And now comes the grammar cop. "Police" is plural, "has" is singular.


----------



## Henry the Hermit (Jun 2, 2010)

Pedroito said:


> nop, i tried to bend it by hands, blocking and bending, it's not possible because if I d it withthe plastic handle, i bet it will crack, and without it there isn't enough "space" to put my hands on
> I'm 1m90 and not weak ^^
> 
> ANyway there is also another problem on it and in top of that it's too small for me so it's quite bad. Maybe could be enough for a total beginner/kid for a while.


Actually, this is a very bad choice for a beginner. The tubes and pouch are terrible, the wrist brace teaches bad habits, and the frame extends only about half way into the handle, which increases the possibility of breaking if too heavy tubes are fitted. The F-16 is a better choice and can be made into a quite good shooter with a bit of modification.


----------



## David D (Oct 20, 2020)

I always check the local gun and hobby show for slingshots. So far the only ones I have found are really cheap versions of this type of wrist braced wire. Really poor quality.This one looks like it might be one of those. Do what you gotta do to bend it back then, as someone else said get a better one. I have a Crossman wrist braced and the handle is riveted together as is yours probably. Drill the rivets out and disassemble the handle then bend the rod.
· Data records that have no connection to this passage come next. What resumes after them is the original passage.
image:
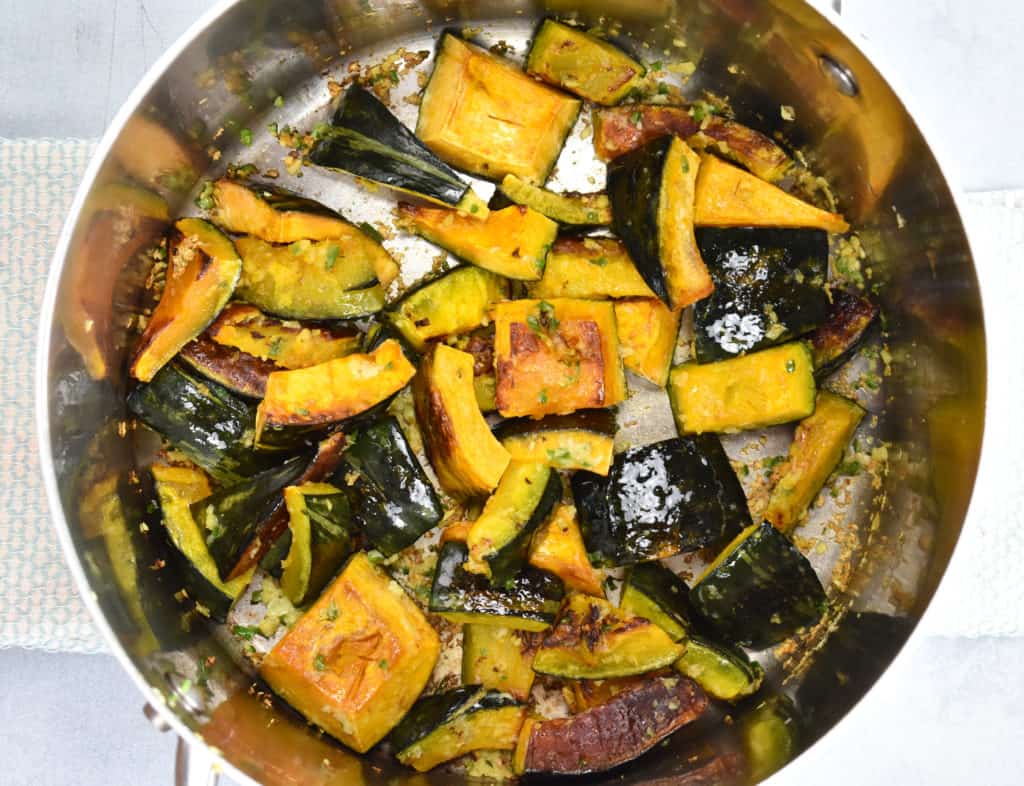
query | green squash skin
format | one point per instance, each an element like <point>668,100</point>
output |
<point>535,595</point>
<point>392,500</point>
<point>676,495</point>
<point>369,141</point>
<point>770,279</point>
<point>233,516</point>
<point>204,420</point>
<point>634,185</point>
<point>762,593</point>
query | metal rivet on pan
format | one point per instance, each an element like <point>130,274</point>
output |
<point>840,75</point>
<point>156,718</point>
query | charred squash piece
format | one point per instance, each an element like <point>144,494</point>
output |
<point>571,209</point>
<point>623,129</point>
<point>287,344</point>
<point>592,69</point>
<point>177,488</point>
<point>652,201</point>
<point>486,117</point>
<point>558,549</point>
<point>609,735</point>
<point>529,603</point>
<point>592,268</point>
<point>501,658</point>
<point>584,440</point>
<point>512,242</point>
<point>647,333</point>
<point>201,276</point>
<point>849,318</point>
<point>726,195</point>
<point>335,390</point>
<point>499,539</point>
<point>355,662</point>
<point>816,449</point>
<point>593,640</point>
<point>450,725</point>
<point>468,460</point>
<point>554,357</point>
<point>457,302</point>
<point>760,389</point>
<point>759,591</point>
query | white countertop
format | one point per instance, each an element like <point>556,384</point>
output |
<point>952,711</point>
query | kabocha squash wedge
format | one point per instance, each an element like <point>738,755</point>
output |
<point>450,725</point>
<point>457,302</point>
<point>529,602</point>
<point>726,195</point>
<point>356,661</point>
<point>622,129</point>
<point>611,734</point>
<point>287,344</point>
<point>501,658</point>
<point>558,548</point>
<point>759,591</point>
<point>761,389</point>
<point>647,334</point>
<point>816,449</point>
<point>592,640</point>
<point>573,60</point>
<point>177,488</point>
<point>323,534</point>
<point>468,460</point>
<point>652,202</point>
<point>201,276</point>
<point>584,440</point>
<point>512,242</point>
<point>554,357</point>
<point>847,323</point>
<point>335,390</point>
<point>592,268</point>
<point>367,140</point>
<point>311,279</point>
<point>499,539</point>
<point>486,117</point>
<point>768,289</point>
<point>571,209</point>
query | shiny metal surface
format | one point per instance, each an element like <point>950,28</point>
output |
<point>227,72</point>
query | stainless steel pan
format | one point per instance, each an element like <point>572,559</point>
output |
<point>897,536</point>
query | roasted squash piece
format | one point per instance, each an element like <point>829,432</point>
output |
<point>816,449</point>
<point>202,274</point>
<point>457,302</point>
<point>357,660</point>
<point>592,268</point>
<point>289,345</point>
<point>468,460</point>
<point>622,129</point>
<point>554,357</point>
<point>558,548</point>
<point>647,333</point>
<point>606,736</point>
<point>335,390</point>
<point>652,202</point>
<point>593,640</point>
<point>512,242</point>
<point>750,392</point>
<point>450,725</point>
<point>726,195</point>
<point>582,63</point>
<point>486,117</point>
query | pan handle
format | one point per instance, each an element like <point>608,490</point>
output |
<point>194,767</point>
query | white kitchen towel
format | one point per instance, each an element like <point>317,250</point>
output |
<point>983,594</point>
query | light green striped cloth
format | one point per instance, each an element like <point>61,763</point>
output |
<point>40,607</point>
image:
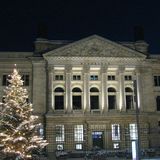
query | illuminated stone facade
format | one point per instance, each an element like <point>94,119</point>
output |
<point>85,92</point>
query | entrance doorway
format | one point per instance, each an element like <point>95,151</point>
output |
<point>97,139</point>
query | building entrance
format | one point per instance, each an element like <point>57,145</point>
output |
<point>97,139</point>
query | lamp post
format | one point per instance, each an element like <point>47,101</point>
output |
<point>138,148</point>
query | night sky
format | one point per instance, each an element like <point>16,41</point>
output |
<point>75,19</point>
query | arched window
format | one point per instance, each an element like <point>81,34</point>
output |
<point>111,98</point>
<point>59,98</point>
<point>94,98</point>
<point>76,98</point>
<point>129,98</point>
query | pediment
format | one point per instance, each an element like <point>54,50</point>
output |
<point>94,46</point>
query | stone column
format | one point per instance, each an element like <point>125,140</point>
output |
<point>86,89</point>
<point>68,88</point>
<point>139,88</point>
<point>104,89</point>
<point>39,86</point>
<point>122,106</point>
<point>50,89</point>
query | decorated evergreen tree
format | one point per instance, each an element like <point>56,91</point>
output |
<point>18,126</point>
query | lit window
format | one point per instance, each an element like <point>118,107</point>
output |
<point>58,77</point>
<point>94,77</point>
<point>156,80</point>
<point>76,77</point>
<point>158,103</point>
<point>5,80</point>
<point>111,98</point>
<point>115,132</point>
<point>76,98</point>
<point>78,146</point>
<point>111,77</point>
<point>59,147</point>
<point>133,131</point>
<point>59,130</point>
<point>128,78</point>
<point>41,131</point>
<point>94,98</point>
<point>129,98</point>
<point>25,79</point>
<point>78,133</point>
<point>59,98</point>
<point>116,145</point>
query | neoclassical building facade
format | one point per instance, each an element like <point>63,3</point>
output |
<point>89,92</point>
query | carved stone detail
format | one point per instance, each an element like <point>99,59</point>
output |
<point>94,46</point>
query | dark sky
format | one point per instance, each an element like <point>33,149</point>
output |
<point>76,19</point>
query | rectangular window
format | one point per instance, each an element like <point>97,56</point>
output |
<point>111,77</point>
<point>59,102</point>
<point>58,77</point>
<point>128,78</point>
<point>116,145</point>
<point>77,104</point>
<point>25,79</point>
<point>158,103</point>
<point>78,133</point>
<point>78,146</point>
<point>94,77</point>
<point>133,131</point>
<point>115,132</point>
<point>94,102</point>
<point>76,77</point>
<point>5,80</point>
<point>129,102</point>
<point>156,80</point>
<point>59,130</point>
<point>59,147</point>
<point>111,102</point>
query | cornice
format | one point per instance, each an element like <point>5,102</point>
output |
<point>94,46</point>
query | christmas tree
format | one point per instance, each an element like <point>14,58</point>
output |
<point>18,126</point>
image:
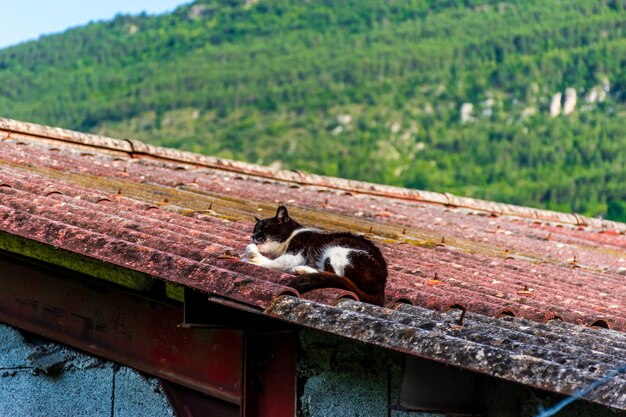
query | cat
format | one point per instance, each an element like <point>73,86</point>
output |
<point>318,259</point>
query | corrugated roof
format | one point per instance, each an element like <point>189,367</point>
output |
<point>184,218</point>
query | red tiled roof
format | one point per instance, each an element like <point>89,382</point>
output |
<point>185,218</point>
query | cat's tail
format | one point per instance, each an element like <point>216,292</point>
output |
<point>307,282</point>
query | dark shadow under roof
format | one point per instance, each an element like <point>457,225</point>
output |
<point>544,291</point>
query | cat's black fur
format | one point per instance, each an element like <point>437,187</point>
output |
<point>321,259</point>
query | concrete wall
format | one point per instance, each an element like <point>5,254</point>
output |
<point>39,378</point>
<point>342,378</point>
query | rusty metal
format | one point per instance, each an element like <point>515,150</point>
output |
<point>524,352</point>
<point>121,326</point>
<point>190,403</point>
<point>270,374</point>
<point>184,244</point>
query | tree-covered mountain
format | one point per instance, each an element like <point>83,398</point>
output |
<point>519,101</point>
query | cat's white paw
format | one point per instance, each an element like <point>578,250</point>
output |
<point>251,253</point>
<point>303,269</point>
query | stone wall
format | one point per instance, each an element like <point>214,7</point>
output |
<point>40,378</point>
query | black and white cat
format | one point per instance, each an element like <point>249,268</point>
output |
<point>319,259</point>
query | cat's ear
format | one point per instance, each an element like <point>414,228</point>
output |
<point>282,215</point>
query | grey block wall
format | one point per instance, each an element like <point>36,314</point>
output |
<point>338,377</point>
<point>39,378</point>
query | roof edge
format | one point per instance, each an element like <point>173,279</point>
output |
<point>137,148</point>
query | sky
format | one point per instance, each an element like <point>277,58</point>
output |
<point>24,20</point>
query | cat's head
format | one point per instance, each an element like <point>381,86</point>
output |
<point>271,234</point>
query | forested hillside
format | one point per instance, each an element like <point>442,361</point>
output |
<point>520,101</point>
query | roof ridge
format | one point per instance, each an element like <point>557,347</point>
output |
<point>138,148</point>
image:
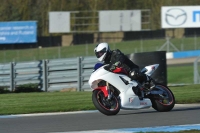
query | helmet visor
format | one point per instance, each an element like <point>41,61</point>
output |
<point>100,53</point>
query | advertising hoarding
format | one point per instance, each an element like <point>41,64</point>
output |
<point>119,20</point>
<point>59,22</point>
<point>180,16</point>
<point>18,32</point>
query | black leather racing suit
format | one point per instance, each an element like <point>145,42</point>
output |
<point>116,56</point>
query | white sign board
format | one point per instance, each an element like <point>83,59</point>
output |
<point>180,16</point>
<point>128,20</point>
<point>59,22</point>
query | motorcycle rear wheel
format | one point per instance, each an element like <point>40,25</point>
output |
<point>105,106</point>
<point>163,102</point>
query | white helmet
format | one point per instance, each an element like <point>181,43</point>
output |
<point>101,51</point>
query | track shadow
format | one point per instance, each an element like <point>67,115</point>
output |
<point>151,111</point>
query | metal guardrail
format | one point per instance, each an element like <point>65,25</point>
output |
<point>50,75</point>
<point>196,71</point>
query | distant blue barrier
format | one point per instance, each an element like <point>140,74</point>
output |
<point>183,54</point>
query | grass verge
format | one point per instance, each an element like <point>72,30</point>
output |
<point>23,103</point>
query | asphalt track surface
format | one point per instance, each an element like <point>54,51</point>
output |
<point>94,120</point>
<point>89,121</point>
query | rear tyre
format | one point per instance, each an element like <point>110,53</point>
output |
<point>163,102</point>
<point>105,106</point>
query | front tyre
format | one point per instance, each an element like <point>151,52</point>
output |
<point>163,102</point>
<point>105,106</point>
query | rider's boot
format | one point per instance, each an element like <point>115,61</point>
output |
<point>137,90</point>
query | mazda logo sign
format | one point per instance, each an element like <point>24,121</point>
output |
<point>175,17</point>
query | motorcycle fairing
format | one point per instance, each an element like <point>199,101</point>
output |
<point>128,98</point>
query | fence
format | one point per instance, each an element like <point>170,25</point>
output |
<point>50,75</point>
<point>196,70</point>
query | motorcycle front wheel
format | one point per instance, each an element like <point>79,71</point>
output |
<point>163,102</point>
<point>105,106</point>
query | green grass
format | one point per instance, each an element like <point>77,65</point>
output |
<point>126,47</point>
<point>23,103</point>
<point>45,102</point>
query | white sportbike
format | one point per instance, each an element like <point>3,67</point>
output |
<point>113,90</point>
Reassemble the handle with nuts and bolts.


----------



## jnjw (10 mo ago)

if you really like shooting slingshots and 40 dollars won't hurt the pocketbook,i would recommend just moving up to a modern slingshot like a simpleshot scout lt.
you can shoot through the forks and over the top.you can use more accurate flat bands and customize them for different draw weight. it fits in your pocket also and shoots whatever you want. just my 2 cents!. hard to explain how to fix something unless the person is a fix it kind a guy or the person explaining is physically there.
if you stick with that wrist rocket then i hope you have luck getting it straightened out!


----------